Absolutely not. Building a rich national Jewish culture requires us to know who we are, where we've come from and why we're here. The many communities that make up the mosaic of Israeli society each bring with them different cultural inheritances. Sustaining familiarity with those immigrant cultures, in addition to Jewish culture, deeply affirms who we are.
INSTEAD OF harnessing children's early exposure to the Russian language and advancing it to fluency-level, Israel is missing the opportunity to raise a generation of fluent Russian speakers, a critically important language in the global market. My main motive, however, is not the economic or political advantage Israel would gain from boasting close to a million Hebrew/Russian/English speakers. I want children from Russian homes to be able to have a meaningful bond with their grandparents and their cultural milieu. I would like my son to be able to read Pushkin and Chekhov in the original. A meaningful bond requires much more than passable spoken Russian, which is standard fare among children who do not study Russian in school.

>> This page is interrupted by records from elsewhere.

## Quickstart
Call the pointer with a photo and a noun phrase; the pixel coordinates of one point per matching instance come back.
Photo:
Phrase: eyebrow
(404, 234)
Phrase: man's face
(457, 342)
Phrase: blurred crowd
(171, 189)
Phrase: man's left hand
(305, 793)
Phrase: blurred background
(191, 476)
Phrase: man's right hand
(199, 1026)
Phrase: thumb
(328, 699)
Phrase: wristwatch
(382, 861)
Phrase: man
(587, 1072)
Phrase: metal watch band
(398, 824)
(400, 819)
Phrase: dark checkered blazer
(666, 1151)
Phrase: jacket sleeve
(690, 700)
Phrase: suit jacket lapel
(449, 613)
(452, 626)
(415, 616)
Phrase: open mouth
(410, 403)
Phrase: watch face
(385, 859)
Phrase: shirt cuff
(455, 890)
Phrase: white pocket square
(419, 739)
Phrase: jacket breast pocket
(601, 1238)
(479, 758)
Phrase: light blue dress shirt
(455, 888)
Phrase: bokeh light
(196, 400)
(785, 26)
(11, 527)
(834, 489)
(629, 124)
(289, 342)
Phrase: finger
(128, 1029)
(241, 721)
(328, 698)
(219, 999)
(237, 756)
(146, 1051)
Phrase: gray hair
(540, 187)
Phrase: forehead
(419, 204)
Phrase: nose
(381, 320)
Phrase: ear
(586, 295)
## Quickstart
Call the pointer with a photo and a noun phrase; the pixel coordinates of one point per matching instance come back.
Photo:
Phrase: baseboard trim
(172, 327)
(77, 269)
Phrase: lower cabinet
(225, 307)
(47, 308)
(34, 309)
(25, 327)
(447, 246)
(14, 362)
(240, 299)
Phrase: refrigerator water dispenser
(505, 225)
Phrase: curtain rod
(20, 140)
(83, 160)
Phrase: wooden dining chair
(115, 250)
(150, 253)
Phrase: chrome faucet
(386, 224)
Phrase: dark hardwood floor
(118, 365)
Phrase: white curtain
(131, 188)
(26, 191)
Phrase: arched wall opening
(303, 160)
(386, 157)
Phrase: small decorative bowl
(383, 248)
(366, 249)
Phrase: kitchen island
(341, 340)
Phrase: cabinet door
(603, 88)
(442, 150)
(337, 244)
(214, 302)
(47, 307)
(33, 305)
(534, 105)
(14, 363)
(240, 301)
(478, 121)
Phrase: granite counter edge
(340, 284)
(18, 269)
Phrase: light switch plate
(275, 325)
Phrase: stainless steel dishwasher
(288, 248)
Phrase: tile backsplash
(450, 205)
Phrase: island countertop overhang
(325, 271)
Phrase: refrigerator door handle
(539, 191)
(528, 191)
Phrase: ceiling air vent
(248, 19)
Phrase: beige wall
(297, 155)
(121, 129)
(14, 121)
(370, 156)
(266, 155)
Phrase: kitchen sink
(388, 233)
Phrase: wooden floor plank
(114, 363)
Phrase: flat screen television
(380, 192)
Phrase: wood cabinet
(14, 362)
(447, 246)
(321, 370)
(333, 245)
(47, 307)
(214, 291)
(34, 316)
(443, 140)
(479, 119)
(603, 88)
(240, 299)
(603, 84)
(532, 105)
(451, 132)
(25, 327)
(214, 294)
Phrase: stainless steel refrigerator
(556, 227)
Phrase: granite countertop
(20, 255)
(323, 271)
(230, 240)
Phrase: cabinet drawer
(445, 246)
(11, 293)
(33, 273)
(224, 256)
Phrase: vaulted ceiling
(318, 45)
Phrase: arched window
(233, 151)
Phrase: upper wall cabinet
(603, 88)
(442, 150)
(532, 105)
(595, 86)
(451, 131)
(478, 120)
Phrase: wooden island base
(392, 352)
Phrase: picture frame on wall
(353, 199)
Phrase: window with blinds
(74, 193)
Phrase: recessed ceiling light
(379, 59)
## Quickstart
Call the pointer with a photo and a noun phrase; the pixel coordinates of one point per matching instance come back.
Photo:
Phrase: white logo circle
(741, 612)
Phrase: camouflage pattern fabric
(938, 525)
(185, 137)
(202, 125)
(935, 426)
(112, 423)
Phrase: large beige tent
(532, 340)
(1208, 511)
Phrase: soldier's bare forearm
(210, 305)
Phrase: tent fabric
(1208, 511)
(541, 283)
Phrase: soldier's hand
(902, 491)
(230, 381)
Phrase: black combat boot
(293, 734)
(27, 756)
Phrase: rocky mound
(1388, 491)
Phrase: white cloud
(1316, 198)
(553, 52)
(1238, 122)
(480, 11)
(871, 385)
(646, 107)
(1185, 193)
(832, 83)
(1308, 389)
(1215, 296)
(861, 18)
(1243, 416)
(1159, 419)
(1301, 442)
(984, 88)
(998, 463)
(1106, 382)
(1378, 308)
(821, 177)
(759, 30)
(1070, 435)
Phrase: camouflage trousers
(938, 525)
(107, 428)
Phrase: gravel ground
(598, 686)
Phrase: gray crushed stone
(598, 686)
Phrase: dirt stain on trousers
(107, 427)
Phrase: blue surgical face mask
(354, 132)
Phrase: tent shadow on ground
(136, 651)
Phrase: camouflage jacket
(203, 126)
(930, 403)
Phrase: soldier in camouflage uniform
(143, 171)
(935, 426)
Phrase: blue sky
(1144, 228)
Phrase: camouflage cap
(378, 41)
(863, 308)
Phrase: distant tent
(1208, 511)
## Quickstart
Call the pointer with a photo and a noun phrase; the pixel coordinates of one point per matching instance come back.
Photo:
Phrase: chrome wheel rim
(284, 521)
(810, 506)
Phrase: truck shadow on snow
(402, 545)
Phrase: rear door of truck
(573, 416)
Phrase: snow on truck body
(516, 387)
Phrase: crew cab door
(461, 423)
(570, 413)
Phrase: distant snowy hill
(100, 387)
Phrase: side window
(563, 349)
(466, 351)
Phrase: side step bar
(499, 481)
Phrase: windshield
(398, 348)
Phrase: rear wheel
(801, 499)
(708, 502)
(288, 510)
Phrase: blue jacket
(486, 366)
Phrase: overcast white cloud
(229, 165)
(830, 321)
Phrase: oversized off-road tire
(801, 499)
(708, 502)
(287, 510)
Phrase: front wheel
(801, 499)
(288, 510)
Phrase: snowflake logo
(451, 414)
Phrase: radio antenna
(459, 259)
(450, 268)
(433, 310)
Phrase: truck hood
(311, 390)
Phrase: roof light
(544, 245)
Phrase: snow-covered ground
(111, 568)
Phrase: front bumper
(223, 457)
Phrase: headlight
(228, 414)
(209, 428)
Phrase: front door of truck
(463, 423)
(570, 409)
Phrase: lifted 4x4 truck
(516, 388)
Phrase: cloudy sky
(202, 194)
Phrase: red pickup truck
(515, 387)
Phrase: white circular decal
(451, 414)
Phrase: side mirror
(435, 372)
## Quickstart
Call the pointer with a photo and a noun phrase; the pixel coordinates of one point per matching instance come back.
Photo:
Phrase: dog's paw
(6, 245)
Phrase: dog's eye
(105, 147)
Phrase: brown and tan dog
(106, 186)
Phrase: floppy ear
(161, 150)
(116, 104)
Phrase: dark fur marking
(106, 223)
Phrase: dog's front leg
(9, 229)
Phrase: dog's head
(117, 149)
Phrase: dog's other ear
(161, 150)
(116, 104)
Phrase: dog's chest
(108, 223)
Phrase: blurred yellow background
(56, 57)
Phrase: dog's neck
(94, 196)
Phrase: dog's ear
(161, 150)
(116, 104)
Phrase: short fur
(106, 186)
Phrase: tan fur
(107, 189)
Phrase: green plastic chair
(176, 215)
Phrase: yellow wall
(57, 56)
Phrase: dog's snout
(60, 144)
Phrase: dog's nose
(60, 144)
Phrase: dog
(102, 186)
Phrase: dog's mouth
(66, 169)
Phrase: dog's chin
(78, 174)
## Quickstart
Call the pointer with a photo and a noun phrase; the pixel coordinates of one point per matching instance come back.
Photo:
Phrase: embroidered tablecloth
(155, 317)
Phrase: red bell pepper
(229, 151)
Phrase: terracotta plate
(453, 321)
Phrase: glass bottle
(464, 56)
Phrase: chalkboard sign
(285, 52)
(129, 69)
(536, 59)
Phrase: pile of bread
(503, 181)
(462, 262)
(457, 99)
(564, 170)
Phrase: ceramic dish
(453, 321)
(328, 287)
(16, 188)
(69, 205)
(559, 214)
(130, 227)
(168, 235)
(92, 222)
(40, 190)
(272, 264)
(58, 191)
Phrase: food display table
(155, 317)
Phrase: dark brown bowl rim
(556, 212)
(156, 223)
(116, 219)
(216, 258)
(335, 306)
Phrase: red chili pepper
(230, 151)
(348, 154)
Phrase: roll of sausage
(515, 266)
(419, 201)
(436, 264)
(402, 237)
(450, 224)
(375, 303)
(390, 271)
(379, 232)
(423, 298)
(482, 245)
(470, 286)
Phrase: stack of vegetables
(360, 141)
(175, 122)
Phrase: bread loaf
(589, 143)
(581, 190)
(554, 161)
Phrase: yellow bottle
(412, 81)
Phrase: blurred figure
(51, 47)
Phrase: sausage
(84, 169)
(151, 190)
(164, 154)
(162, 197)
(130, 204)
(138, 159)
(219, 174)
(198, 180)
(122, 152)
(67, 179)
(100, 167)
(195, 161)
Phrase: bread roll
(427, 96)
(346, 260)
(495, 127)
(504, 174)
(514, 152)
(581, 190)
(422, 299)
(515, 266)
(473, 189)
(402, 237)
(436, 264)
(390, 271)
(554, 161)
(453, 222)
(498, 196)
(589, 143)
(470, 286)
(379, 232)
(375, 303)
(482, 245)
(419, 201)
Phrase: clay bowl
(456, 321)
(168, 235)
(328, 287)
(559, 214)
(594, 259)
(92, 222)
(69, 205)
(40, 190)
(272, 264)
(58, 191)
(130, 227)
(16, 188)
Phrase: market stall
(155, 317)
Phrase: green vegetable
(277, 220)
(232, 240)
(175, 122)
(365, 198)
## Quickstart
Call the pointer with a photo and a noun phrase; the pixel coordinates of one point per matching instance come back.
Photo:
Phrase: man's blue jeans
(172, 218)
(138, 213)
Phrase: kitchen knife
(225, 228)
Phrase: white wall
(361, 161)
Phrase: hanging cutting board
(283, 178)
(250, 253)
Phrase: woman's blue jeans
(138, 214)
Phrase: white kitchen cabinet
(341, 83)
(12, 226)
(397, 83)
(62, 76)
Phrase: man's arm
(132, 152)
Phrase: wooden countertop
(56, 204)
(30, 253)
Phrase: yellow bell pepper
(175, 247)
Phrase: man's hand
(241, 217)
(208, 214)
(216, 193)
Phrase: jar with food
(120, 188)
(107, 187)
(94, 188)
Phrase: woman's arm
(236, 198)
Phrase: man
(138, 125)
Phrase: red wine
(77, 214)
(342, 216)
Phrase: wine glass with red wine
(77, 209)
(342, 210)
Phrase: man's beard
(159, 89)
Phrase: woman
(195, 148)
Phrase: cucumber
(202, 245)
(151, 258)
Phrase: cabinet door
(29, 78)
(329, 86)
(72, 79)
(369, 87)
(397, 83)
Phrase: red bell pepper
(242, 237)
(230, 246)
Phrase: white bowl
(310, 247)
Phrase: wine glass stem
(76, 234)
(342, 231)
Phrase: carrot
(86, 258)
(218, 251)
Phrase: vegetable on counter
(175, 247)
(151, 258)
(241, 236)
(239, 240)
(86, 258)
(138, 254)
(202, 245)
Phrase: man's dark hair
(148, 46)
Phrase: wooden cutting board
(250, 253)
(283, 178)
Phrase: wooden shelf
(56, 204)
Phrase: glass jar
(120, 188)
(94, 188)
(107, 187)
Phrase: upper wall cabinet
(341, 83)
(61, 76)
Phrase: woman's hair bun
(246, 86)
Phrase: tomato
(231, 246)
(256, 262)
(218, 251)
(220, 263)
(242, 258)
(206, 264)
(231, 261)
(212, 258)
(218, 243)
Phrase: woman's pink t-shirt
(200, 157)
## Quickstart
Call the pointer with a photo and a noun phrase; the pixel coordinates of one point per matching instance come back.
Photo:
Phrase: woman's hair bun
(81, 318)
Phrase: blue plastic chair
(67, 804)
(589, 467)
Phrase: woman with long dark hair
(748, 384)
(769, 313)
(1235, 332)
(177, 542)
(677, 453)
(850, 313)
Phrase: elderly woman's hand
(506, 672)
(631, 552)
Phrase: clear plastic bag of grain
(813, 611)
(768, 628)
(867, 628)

With an estimated 1.2 million immigrants from the FSU, it is feasible to provide Russian instruction for the Israeli-born generation, to give them the best chance possible to learn about the culture of their forebears.
Ideally, the school system should provide the tools for every child to explore and enjoy the cultural world of his/her ancestors in the Diaspora.
While many groups do not have the critical mass to make such a project viable, the Russian-speaking community can make it work. The same holds true for the Amharic-speaking community. I am equally supportive of children of Ethiopian parents having the chance to study Amharic in school.
I would like to see all Jewish children in Israel acquire at least the same proficiency in our shared Jewish birthright that I wish for my son in our particular Russian culture. One of the major tasks of the education system is to imbue in our children a spirit of Jewish and Zionist pride. The millennia-old tradition should be a source of guidance and pleasure in their lives. I want my son to not only have the competence to read the Torah and Prophets in the original ancient Hebrew, but to know their relevance to his life. I also want him to have to tools to read modern giants like Agnon and Bialik.
The Jewish and Zionist identity I envision and or which I have taken steps to strengthen, is knowledgeable and assured of its place in the world. When we are confident in who we are, exposure and even expertise in the best of other cultures only makes our own identity richer. I believe that the ideal Jewish and Zionist identity is multifaceted, confidently Zionist and Jewish and therefore able to incorporate the best of world cultures, especially those that are part of our family histories.
MK Alex Miller (Yisrael Beiteinu) is Deputy Speaker of the Knesset and a member of the Knesset Committee on Education, Culture and Sports.